How can you separate a legitimate security threat from routine traffic? A recently upgraded software product can help.


Computer security experts are fond of reminding people just how vulnerable their defenses really are. And for good reason: No security system, no matter how comprehensive or well-designed, can thwart every possible attack directed against it. Hackers and virus programmers are constantly coming up with new tricks, and system administrators can’t anticipate — much less prevent — each and every one of them. Witness September’s Slapper worm, which targeted the popular Apache Web server, or last month’s denial-of-service attacks on the Internet’s central domain name servers. Both came out of nowhere and did substantial damage before system administrators were able to put countermeasures in place.

To help keep their networks safe, many companies have started using intrusion detection systems, or IDSs. Cisco (CSCO) and Internet Security Systems both sell proprietary IDSs, and there’s a popular open-source version known as Snort. The software in these functions acts a bit like the alarms and security cameras in a bank: It doesn’t actually stop the crime, but it does warn you when an attack is in progress and provides a record of what happened, in order to help you catch the hacker or prevent similar attacks in the future.

That’s the theory, at any rate. The unfortunate reality is that IDSs typically generate a lot of “false positives” — like car alarms on city streets, they’re going off all the time even when there’s no real threat, which makes them more of a nuisance than a genuine deterrent. “There’s too much traffic out there that’s normal but looks suspicious to an IDS,” says Pete Lindstrom, research director for Spire Security. Your IT staff can tune the IDS to your network environment, reducing the number of false alarms, but that takes effort and time — months, in many cases.

ForeScout Technologies offers one of several responses to the problem of false positives. It sells security software called ActiveScout that works like an IDS, watching the traffic going in and out of your network for any suspicious activity. But when it detects something suspicious — for example, someone scanning your servers for open ports or requesting a username and password — the software goes active, sending out a bogus, “tagged” response. To the person doing the scanning, this looks like an ordinary reply, but if he tries to act on that information (say, by using the supplied username and password), he’ll give away his true status as an interloper. ActiveScout will immediately block that person’s access to your network, and only then will it notify your network managers.

The strategy works better than passive IDSs because most network attacks are preceded by some kind of reconnaissance. If you can correctly identify the reconnaissance, you can more effectively avert the subsequent attack.
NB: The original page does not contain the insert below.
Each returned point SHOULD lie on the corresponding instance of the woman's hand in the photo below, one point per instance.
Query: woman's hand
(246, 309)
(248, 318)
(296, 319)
ForeScout, which released a new version of ActiveScout this week, has about 20 corporate customers so far. One of them is Risk Management Systems, which provides risk analysis services to insurance companies and other financial institutions and has been using ActiveScout for about a year. According to Barry Choisser, the firm’s network manager, no attacks have made it past the system’s defenses during that time, despite frequent, often hourly, attempts. Nor has ActiveScout mistakenly blocked any legitimate traffic. It hasn’t required much maintenance — a boon for Choisser, with who together oversees just two people responsible for defending the company’s California headquarters as well as offices in North America, Europe, and Asia — and hasn’t needed the frequent tweaking that most IDSs (and most security tools of any type, for that matter) require to recognize and respond to the newest attacks.

ActiveScout isn’t alone in this battle. Other IDS vendors, such as IntruVert Networks, are using sophisticated analysis techniques to identify and stop network attacks more quickly and effectively. None are perfect. That’s why you still need firewalls, virus scanners, and other security measures. But these developments in IDS technologies should be welcome news for companies defending their virtual borders against an increasingly sophisticated crowd of viruses, worms, and hackers.